Health officials have plans in place to offer a third jab to 30 million over-50s and clinically vulnerable people but are yet to get a green light from Government advisers.

HEALTH Coronavirus
(PA Graphics)

Experts will also issue guidance as to whether the UK will follow other countries and offer the vaccine to 12 to 15-year-olds.

Prof Hunter told the PA news agency that certain groups of people should be offered a booster jab “pretty soon”.

He said that the UK will learn to live with around 45,000 infections a day of the virus which causes Covid-19 – also known as Sars-CoV-2 once it reaches “epidemic equilibrium”.

Covid-19 “the disease” will be consigned to history in around three years time, he predicted.

Prof Hunter said that people who had had the vaccine but did not respond as well “need to be boosted soon”.

“Within that category are: people with severe underlying disease; people with severe cancers that are on chemotherapy; people on high-dose steroids for autoimmune diseases; people who have had solid organ transplants; people who are actually morbidly obese,” he said.

“I would also add over-80s to that category.”

Prof Hunter added: “The evidence is that these people won’t have responded that well to vaccine.

“As far as I’m concerned there is no debate whatsoever about that group, they should be boosted and they should be boosted pretty soon.

“And it’s not because the vaccine has waned, is because chances are they did not respond that well the first time around.”

He said: “When you look at the rest of the population, what we’re seeing is that protection against infection is declining.

“But protection against severe disease is not at the moment, although ultimately it will – though hopefully not for a number of years.

“And so that the value of boosting people who aren’t going to get severely ill is debatable.”

HEALTH Coronavirus
(PA Graphics)

He also suggested that he was not in favour of vaccinating healthy under-16s, but said he would follow whatever advice the JCVI gives.

Cases in England are going down at the moment, but when schools return he said that “it could get worse”, although he did not want to speculate further.

The professor in medicine said that the nation will continue to see Covid infections in society, “but the issue is whether actually that’s going to cause ill health”.

He said: “We’re getting close to what’s called the endemic equilibrium, which is the sort of number of infections we can expect on average per day forever.

“Looking at the other coronaviruses it’s about 45,000 infections a day.

“If you work it out, based on what we know about duration of immunity and the principles for Covid, it works out about 45,000 infections a day (across the UK). So that’s what we’ve got to look forward to.

“But the vast majority of those infections for the other coronaviruses asymptomatic, they don’t cause any harm. And when they do with some mild dose of the common cold.

“And that’s the way that this is going to go, absolutely no doubt about it.
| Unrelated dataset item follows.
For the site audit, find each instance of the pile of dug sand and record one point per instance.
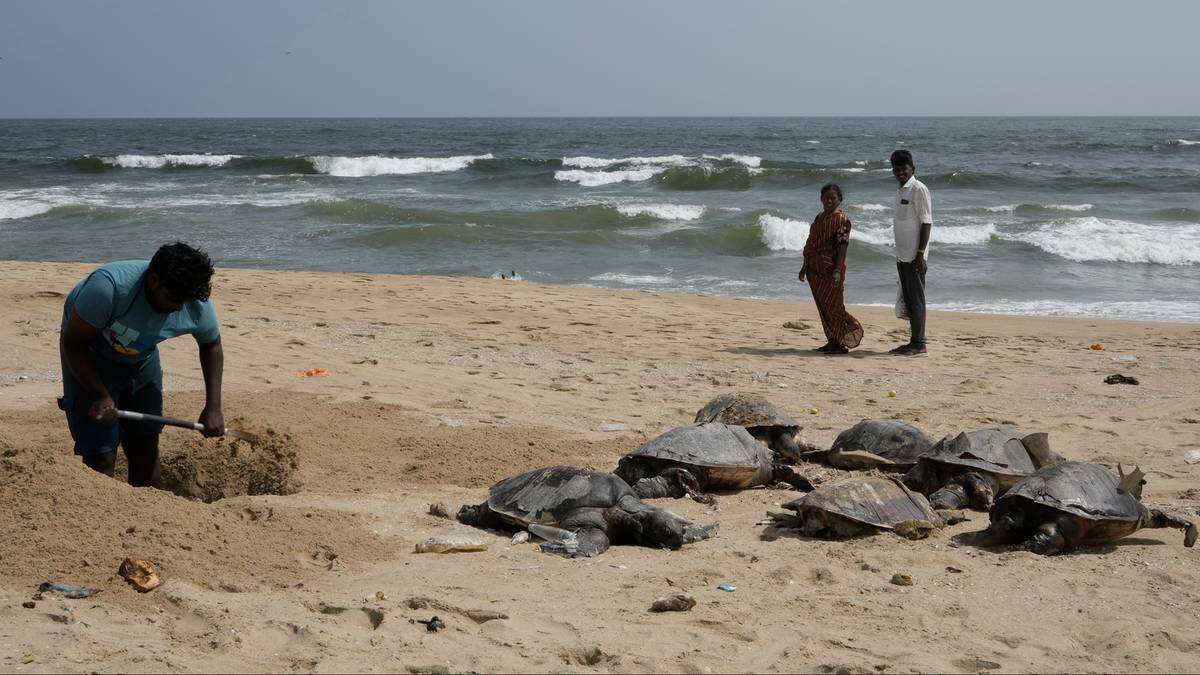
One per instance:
(215, 469)
(63, 521)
“We won’t see Covid ‘the disease’ any more after a few years. Typically pandemics tend to last for about three years, give or take.

“And the last big coronavirus pandemic lasted three years – that was in 1890, with the Russian flu. The virus that caused the Russian flu is still with us, and it’s still not that different probably from the virus that circulated 130 years ago, but we don’t see it causing the disease.

“Covid-19 the disease will almost certainly consigned to history except in very few occasional cases.”

He said that at present the “attack rate” of the virus is highest in areas that fared better in previous waves.

“At the moment, most of the action is in areas that haven’t fared so badly in the past,” he said.

“If you look at the interactive map of cases, the highest attack rates are Devon, Cornwall, south-west Wales, the border areas of Scotland – all of them are areas that have actually not had much disease in the past.

“So possibly that’s a sign that’s where there’s more people who are still susceptible. And that’s why it’s picking off those areas.”